Although L’Hospital’s Rule can always be applied to functions that meet the criteria of being differentiable around an interval, it does not always yield a useful answer, even if we see indeterminate forms. Here we will try to use L’Hospital’s Rule.

$$\lim\limits_{x \to ∞} \frac {e^x – e^{-x}}{e^x + e^{-x}} = \lim\limits_{x \to ∞} \frac {\frac d{dx} (e^x – e^{-x})}{\frac d{dx}(e^x + e^{-x})} = \lim\limits_{x \to ∞} \frac {e^x + e^{-x}}{e^x – e^{-x}} $$

Noticing that this ratio isn’t any simpler, we can try to apply L’Hospital’s Rule again.

$$ \lim\limits_{x \to ∞} \frac {e^x + e^{-x}}{e^x – e^{-x}} = \lim\limits_{x \to ∞} \frac {\frac d{dx} (e^x + e^{-x})}{\frac d{dx}(e^x – e^{-x})} = \lim\limits_{x \to ∞} \frac {e^x – e^{-x}}{e^x + e^{-x}}$$

This is the original limit we started with, so we are not getting anywhere using L’Hospital’s Rule. Instead, we should try to simplify our problem by dividing everything by the element with the highest power, in this case $e^x$.

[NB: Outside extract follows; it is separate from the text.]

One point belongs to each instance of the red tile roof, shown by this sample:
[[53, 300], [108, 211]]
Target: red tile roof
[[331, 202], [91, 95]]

$$\lim\limits_{x \to ∞} \frac {e^x – e^{-x}}{e^x + e^{-x}} = \lim\limits_{x \to ∞} \frac {\frac {e^x}{e^x} – \frac {e^{-x}}{e^x}}{\frac {e^x}{e^x} + \frac{e^{-x}}{e^x}} = \lim\limits_{x \to ∞} \frac {1 – e^{-2x}}{1 + e^{-2x}} $$

Noticing that $e^{-2x}$ approaches $0$ as $x$ approaches infinity, we can now take the limit

$$\lim\limits_{x \to ∞} \frac {1 – e^{-2x}}{1 + e^{-2x}} = \frac {1-0}{1+0} = 1 $$

L’Hospital’s Rule is often useful to evaluate limits of indeterminate form. It is most useful when it makes the numerator and denominator simpler than they were before. Remember to always simplify after applying the rule. L’Hospital’s Rule is applicable to all limits of ratios of differentiable functions, but is not guaranteed to make the limit easier to find.